Igualmente ha de constatarse la existencia de un indicio (la presencia de sus huellas dactilares en una puerta interior del banco), hecho plenamente acreditado por la prueba dactiloscópica practicada en fase de instrucción y ratificada en el acto del juicio por los agentes de la policía científica que la realizaron.
A partir de este hecho, que como destaca el órgano judicial de instancia, citando la jurisprudencia del Tribunal Supremo, tan sólo constituye prueba directa de la presencia del acusado en el lugar del hecho, no de su participación en el delito, se infiere la autoría del robo, con el siguiente razonamiento, recogido en el fundamento jurídico segundo de la Sentencia de la Audiencia Provincial: «El hecho se cometió en una sucursal bancaria, establecimiento abierto al público, donde el acusado reconoció haber intentado entrar ese día pero sin hacerlo porque le fue a buscar un amigo. Esta manifestación debemos ligarla con lo dicho en el juicio oral por la testigo M. Teresa Vázquez quien dijo que al autor del hecho le esperaba otra persona en la puerta.

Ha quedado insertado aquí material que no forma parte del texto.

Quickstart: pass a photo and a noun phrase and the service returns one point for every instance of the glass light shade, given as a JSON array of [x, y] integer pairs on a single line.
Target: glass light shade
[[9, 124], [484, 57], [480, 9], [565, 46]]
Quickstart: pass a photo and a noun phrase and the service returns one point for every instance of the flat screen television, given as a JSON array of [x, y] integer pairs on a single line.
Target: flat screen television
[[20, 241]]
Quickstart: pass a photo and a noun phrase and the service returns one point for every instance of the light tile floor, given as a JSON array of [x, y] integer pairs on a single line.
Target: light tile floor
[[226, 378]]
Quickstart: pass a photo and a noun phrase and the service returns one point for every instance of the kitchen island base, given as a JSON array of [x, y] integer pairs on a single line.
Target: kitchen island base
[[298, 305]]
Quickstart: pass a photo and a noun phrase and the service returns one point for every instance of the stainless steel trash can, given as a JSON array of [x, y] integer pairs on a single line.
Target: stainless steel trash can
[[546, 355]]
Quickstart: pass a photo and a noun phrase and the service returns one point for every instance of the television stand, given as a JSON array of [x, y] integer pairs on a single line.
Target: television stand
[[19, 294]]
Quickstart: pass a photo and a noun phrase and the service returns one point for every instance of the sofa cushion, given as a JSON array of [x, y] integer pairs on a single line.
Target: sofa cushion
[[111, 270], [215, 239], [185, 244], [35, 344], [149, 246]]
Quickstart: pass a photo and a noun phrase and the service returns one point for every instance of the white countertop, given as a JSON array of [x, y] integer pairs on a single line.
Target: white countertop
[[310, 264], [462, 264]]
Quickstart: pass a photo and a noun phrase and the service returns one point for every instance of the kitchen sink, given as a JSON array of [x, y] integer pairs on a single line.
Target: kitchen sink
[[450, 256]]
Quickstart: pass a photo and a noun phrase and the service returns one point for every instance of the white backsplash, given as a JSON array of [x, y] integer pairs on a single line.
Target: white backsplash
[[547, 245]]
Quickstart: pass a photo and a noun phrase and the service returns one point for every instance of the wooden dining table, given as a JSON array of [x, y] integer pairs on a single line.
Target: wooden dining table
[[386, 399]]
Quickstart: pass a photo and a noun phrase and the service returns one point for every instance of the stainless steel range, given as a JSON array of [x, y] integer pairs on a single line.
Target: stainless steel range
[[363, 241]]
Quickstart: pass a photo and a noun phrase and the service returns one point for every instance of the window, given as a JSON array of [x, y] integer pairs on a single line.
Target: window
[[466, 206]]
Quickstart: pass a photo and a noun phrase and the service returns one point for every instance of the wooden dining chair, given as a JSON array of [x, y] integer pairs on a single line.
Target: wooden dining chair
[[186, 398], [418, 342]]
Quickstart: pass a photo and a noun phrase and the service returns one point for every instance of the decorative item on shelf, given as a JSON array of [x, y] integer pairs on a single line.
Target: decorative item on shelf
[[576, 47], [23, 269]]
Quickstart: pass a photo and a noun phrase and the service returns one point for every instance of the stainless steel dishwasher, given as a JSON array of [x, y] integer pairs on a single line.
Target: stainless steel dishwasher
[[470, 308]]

Debe conjurarse a lo anterior que las huellas dactilares del acusado correspondientes al dedo índice de la mano derecha aparecía fresca y nítida en la segunda puerta de acceso al banco, o lo que es lo mismo en una puerta interior, indicativa de que se ha penetrado en el mismo. En consecuencia, no existe otra conclusión que considerar que esa huella no borrosa ni borrada, sino fresca e impresa en un tiempo muy próximo al de la presencia policial en el lugar para la toma de huellas pertenece a aquél que cometió el delito y es el acusado José Luis Sastre Sanz».

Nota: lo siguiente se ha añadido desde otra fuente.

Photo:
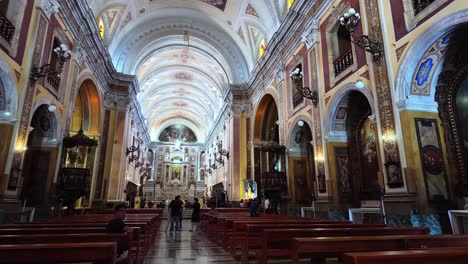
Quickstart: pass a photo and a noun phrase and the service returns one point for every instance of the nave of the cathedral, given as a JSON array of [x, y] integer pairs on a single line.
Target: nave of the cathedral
[[349, 112]]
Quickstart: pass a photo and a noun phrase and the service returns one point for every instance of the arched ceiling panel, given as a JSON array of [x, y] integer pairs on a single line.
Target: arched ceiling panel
[[185, 53]]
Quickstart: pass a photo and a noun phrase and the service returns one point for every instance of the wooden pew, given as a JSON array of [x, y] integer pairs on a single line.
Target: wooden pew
[[321, 247], [144, 238], [249, 234], [425, 256], [97, 253], [134, 257], [86, 234], [276, 242]]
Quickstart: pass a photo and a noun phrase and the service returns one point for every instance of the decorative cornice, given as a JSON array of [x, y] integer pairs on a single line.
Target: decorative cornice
[[310, 35], [285, 41], [49, 7]]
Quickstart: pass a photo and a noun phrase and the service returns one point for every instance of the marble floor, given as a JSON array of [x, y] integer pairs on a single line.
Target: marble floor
[[185, 247]]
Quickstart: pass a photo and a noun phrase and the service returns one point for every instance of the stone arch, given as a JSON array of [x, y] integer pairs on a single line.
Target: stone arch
[[331, 133], [403, 97], [306, 119], [87, 107], [8, 93], [267, 101], [55, 124]]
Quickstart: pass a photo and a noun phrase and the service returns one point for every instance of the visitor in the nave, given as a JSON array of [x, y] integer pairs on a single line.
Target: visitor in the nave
[[117, 225], [195, 219], [175, 212], [234, 131]]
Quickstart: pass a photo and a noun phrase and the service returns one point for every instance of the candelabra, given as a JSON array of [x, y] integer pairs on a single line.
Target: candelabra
[[350, 20], [305, 92], [131, 151], [222, 151], [49, 70]]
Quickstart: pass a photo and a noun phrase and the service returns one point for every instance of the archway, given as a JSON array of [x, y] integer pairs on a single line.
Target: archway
[[8, 113], [86, 119], [268, 155], [301, 164], [86, 114], [41, 158], [265, 126], [452, 97], [356, 158]]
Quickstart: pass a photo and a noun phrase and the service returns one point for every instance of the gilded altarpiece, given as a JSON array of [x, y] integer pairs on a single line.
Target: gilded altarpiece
[[432, 159], [383, 92], [27, 105], [317, 126]]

El Tribunal Supremo, por su parte, se limita a ratificar la suficiencia de la prueba de cargo practicada y la corrección de la valoración llevada a cabo por el Tribunal de instancia en su Sentencia, afirmando que, pese a la ausencia de identificación del acusado, dado que se tapó la cara con una bufanda, «el Tribunal de instancia ha podido derivar la realización del hecho imputado por el acusado de la prueba dactiloscópica llevada a cabo. En la segunda puerta de entrada al banco se hallaron las huellas dactilares del acusado, impresas en un tiempo próximo al de la presencia policial en el lugar para la toma de huellas, tal y como consta en el informe policial obrante en autos (folios 21 a 29), sometido su resultado en el juicio a la necesaria contradicción y ratificado en dicho acto por los funcionarios de la policía científica que lo realizaron. A mayor abundamiento, el recurrente ha reconocido en el juicio oral que iba a entrar en el banco a cambiar moneda, pero que no llegó a hacerlo porque se encontró con un amigo, manifestación... »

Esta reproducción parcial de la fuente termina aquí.